![]() Inuvik poet Bob Mumford, winner of the Whitehorse segment of CBC's third annual Poetry Face Off. - Jason Unrau/NNSL photo |
"After I read the poem, a woman approached me and said 'I could see every image you were talking about,'" said Inuvik's poet. "And that's how I knew that I had succeeded."
In January, CBC in Inuvik asked Mumford if he would be interested in submitting a poem to the competition.

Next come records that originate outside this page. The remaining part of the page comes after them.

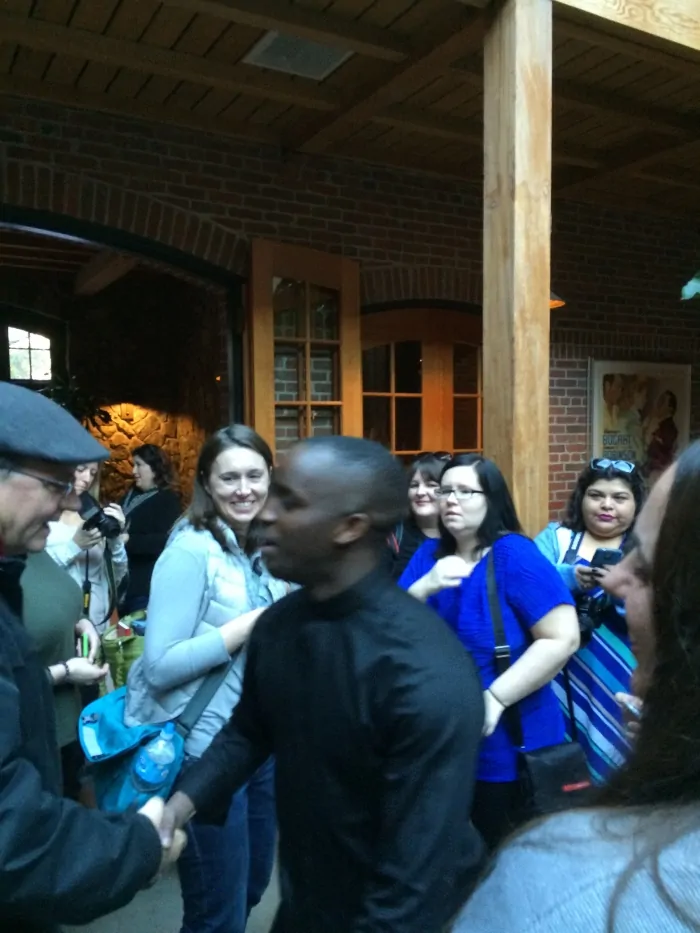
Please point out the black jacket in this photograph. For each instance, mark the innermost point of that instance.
(59, 862)
(149, 525)
(373, 711)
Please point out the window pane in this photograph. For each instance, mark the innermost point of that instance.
(466, 369)
(41, 364)
(407, 360)
(376, 414)
(289, 306)
(17, 338)
(376, 369)
(408, 424)
(37, 342)
(324, 376)
(325, 312)
(290, 380)
(19, 364)
(289, 426)
(466, 424)
(325, 421)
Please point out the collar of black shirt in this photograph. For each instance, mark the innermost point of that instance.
(356, 597)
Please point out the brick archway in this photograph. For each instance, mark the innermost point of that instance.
(108, 209)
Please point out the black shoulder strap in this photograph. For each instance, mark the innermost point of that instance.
(187, 719)
(572, 551)
(503, 658)
(502, 649)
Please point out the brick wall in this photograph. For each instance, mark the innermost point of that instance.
(415, 236)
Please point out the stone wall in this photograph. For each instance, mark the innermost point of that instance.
(179, 435)
(150, 347)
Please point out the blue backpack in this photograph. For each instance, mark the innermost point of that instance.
(110, 746)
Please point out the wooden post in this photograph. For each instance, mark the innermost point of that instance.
(517, 228)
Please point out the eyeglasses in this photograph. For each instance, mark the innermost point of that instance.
(54, 485)
(435, 455)
(622, 466)
(461, 495)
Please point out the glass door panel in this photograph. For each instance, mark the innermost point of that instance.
(302, 303)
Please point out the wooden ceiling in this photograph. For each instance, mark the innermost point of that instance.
(626, 114)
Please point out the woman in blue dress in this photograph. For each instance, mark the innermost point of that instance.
(601, 513)
(477, 515)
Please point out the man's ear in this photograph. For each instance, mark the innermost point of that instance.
(351, 529)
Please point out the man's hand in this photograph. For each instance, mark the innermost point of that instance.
(83, 671)
(155, 811)
(85, 627)
(178, 811)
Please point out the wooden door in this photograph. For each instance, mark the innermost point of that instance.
(304, 359)
(421, 380)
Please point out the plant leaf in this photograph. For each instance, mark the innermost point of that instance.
(691, 288)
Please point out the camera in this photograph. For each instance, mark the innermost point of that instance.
(94, 516)
(591, 611)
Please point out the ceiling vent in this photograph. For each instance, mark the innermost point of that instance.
(295, 56)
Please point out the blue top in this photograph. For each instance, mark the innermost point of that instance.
(529, 587)
(554, 542)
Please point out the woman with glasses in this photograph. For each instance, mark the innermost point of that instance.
(422, 522)
(600, 516)
(477, 516)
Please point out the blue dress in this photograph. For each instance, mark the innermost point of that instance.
(528, 588)
(596, 673)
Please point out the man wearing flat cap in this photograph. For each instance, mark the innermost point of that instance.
(59, 862)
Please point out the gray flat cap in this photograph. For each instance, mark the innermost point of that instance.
(34, 427)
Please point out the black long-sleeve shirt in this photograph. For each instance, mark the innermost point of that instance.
(59, 863)
(374, 713)
(149, 524)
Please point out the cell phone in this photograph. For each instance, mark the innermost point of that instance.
(631, 708)
(606, 557)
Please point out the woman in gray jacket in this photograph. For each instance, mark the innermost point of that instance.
(208, 589)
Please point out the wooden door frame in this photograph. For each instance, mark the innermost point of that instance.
(434, 329)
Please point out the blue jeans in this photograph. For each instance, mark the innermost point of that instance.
(225, 870)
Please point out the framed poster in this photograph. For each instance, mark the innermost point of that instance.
(639, 412)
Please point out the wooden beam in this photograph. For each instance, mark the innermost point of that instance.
(102, 270)
(676, 21)
(154, 113)
(245, 79)
(641, 113)
(431, 123)
(630, 158)
(636, 51)
(595, 100)
(412, 74)
(517, 212)
(305, 24)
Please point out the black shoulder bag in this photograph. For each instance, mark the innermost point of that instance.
(552, 778)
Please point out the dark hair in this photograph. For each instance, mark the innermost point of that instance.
(202, 513)
(574, 510)
(374, 481)
(430, 465)
(501, 516)
(672, 400)
(664, 768)
(157, 459)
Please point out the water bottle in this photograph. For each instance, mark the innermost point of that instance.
(152, 766)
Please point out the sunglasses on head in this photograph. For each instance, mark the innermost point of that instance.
(622, 466)
(436, 455)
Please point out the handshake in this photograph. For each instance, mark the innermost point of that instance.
(168, 820)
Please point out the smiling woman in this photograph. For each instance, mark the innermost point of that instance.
(208, 589)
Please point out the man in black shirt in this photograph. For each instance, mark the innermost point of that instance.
(370, 705)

While the subject matter remained up to the writer, 'belonging' was the theme participants were instructed to build their verse around.
At the beginning of February, with his poem entitled "Belonging at the Edge", Mumford set off for Whitehorse where he and four other poets from the North read their work for a panel of judges.
While the panel decided that Mumford's poem was tops, he compliments the other entrants' efforts and credits his preliminary win to his background as an actor.
"I think the other poems were as good and if I could've read them, maybe another person might have won," he said.
Mumford says that writing a poem is one matter and presenting it in a meaningful way is something altogether different.
"That's why I think I won that contest; it wasn't so much the poem, but the performance."
With a Masters of Fine Arts in acting from Brandeis University in Boston, Mumford knows a thing or two about performing.
While attending the school, he had the opportunity to study under Morris Carnovsky, whom Mumford and much of the performing arts world reveres as the greatest American Shakespearean actor.
In addition to being taught by Carnovsky, other highlights in Mumford's acting career include playing the role of Biff Loman in Arthur Miller's Death of a Salesman at the Citadel Theatre in Edmonton.
After some success on the stage and some bit parts in television, Mumford taught his craft at the post secondary level in the United States and Canada.
These days, Mumford's stage presence is felt in the musical realm as a member of the Inuvik jazz ensemble, Razzmajazz. He also fills his spare time with keeping a journal, writing poetry and the odd song, 'whenever the mood hits,' he says.
So what separates writing poetry from songwriting?
"Melody," says Mumford. "If you have a beautiful or catchy melody you can put anything to it but with poetry, all you have are words."
Mumford's poem will soon be featured, along with other regional winners, on Shelagh Roger's Sounds Like Canada, before an overall winner is selected.